If Twitter had existed on Jan. 14, 2001, we could have entertained ourselves by sending out smart-aleck messages of 140 characters or less. With no Tweets, we had to settle for "blurts -- quick, sarcastic comments that could be overhead in the range of a few seats to the left or the right.
By the second quarter, the blurts were coming with the subtlety of an old-time Tommy gun.
Several members of the Vikings' brain trust were in position to hear this cacophony of ridicule. I recall Rob Brzezinski, a Vikings' vice president, expressing his unhappiness directly to me ... and for good reason, I'm sure.
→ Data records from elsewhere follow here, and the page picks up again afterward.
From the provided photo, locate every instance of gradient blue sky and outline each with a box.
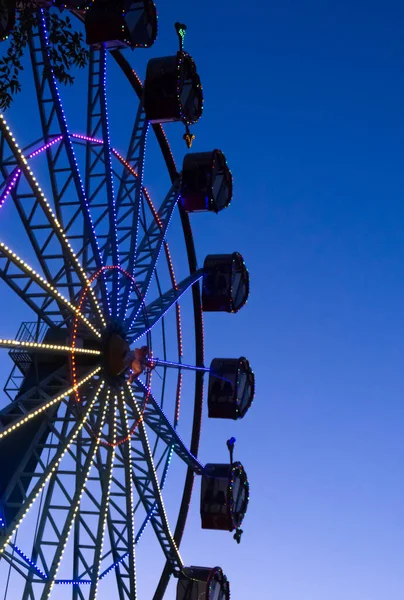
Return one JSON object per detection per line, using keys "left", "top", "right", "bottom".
{"left": 1, "top": 1, "right": 404, "bottom": 599}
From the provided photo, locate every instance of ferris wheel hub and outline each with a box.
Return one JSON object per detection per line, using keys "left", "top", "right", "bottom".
{"left": 103, "top": 329, "right": 130, "bottom": 379}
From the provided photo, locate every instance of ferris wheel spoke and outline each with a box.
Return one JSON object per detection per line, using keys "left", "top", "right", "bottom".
{"left": 84, "top": 48, "right": 119, "bottom": 318}
{"left": 87, "top": 394, "right": 116, "bottom": 600}
{"left": 0, "top": 379, "right": 105, "bottom": 559}
{"left": 38, "top": 386, "right": 109, "bottom": 599}
{"left": 114, "top": 105, "right": 148, "bottom": 264}
{"left": 0, "top": 242, "right": 102, "bottom": 339}
{"left": 0, "top": 116, "right": 105, "bottom": 329}
{"left": 130, "top": 381, "right": 204, "bottom": 475}
{"left": 99, "top": 395, "right": 139, "bottom": 599}
{"left": 18, "top": 388, "right": 104, "bottom": 598}
{"left": 114, "top": 105, "right": 148, "bottom": 319}
{"left": 66, "top": 392, "right": 122, "bottom": 593}
{"left": 133, "top": 446, "right": 173, "bottom": 546}
{"left": 27, "top": 13, "right": 107, "bottom": 290}
{"left": 120, "top": 387, "right": 183, "bottom": 574}
{"left": 126, "top": 270, "right": 203, "bottom": 343}
{"left": 0, "top": 338, "right": 100, "bottom": 357}
{"left": 123, "top": 179, "right": 182, "bottom": 326}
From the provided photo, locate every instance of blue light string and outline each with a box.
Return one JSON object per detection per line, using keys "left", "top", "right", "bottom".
{"left": 100, "top": 45, "right": 119, "bottom": 318}
{"left": 11, "top": 545, "right": 47, "bottom": 579}
{"left": 99, "top": 550, "right": 129, "bottom": 580}
{"left": 39, "top": 10, "right": 110, "bottom": 316}
{"left": 55, "top": 579, "right": 91, "bottom": 585}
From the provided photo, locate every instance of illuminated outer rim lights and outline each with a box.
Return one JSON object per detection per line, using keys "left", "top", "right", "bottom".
{"left": 70, "top": 265, "right": 153, "bottom": 448}
{"left": 0, "top": 137, "right": 62, "bottom": 209}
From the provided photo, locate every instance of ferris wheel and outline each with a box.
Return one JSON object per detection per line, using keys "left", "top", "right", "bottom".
{"left": 0, "top": 2, "right": 255, "bottom": 599}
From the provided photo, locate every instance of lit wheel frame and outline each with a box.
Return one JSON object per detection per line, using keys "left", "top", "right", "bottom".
{"left": 0, "top": 7, "right": 204, "bottom": 599}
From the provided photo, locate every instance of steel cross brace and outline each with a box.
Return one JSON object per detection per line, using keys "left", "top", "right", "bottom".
{"left": 124, "top": 178, "right": 182, "bottom": 327}
{"left": 127, "top": 269, "right": 204, "bottom": 343}
{"left": 115, "top": 103, "right": 148, "bottom": 318}
{"left": 130, "top": 381, "right": 204, "bottom": 475}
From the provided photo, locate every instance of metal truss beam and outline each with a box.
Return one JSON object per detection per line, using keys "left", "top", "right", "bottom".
{"left": 131, "top": 382, "right": 204, "bottom": 475}
{"left": 127, "top": 270, "right": 203, "bottom": 343}
{"left": 115, "top": 104, "right": 148, "bottom": 318}
{"left": 124, "top": 179, "right": 182, "bottom": 327}
{"left": 83, "top": 48, "right": 118, "bottom": 317}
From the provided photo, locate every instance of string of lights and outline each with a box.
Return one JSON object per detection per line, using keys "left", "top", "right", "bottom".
{"left": 38, "top": 10, "right": 108, "bottom": 323}
{"left": 0, "top": 338, "right": 100, "bottom": 355}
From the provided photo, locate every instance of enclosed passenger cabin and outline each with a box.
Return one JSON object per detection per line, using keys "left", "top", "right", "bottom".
{"left": 208, "top": 357, "right": 254, "bottom": 420}
{"left": 144, "top": 51, "right": 203, "bottom": 124}
{"left": 200, "top": 462, "right": 249, "bottom": 531}
{"left": 202, "top": 253, "right": 249, "bottom": 313}
{"left": 0, "top": 0, "right": 15, "bottom": 42}
{"left": 181, "top": 150, "right": 232, "bottom": 213}
{"left": 177, "top": 566, "right": 230, "bottom": 600}
{"left": 85, "top": 0, "right": 157, "bottom": 50}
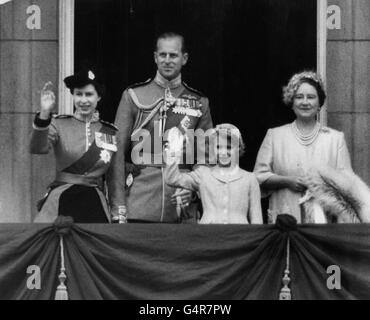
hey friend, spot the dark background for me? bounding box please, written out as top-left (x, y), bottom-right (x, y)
top-left (75, 0), bottom-right (316, 172)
The lasting memory from that game remains the bites that the Vikings' defensive backs were taking every time Giants quarterback Kerry Collins went with a pump fake. This was particularly true for Wasswa Serwanga, who had been sent into action that season after the secondary sustained a couple of injuries.
The best observation on this came from Kevin Seifert, then the Vikings' beat man for the Star Tribune: "Have you ever seen a guy throwing Frisbees to an amped-up dog on the beach, and he fakes one, and the dog takes off? Poor Wasswa looks like he's chasing an imaginary Frisbee."
Seifert said this in a conversational tone, not in a blurt. I thought it was so danged funny that I took care of the blurting. The Wasswa-chasing-a-Frisbee comparison might have been what put Brzezinski over the edge, come to think of it.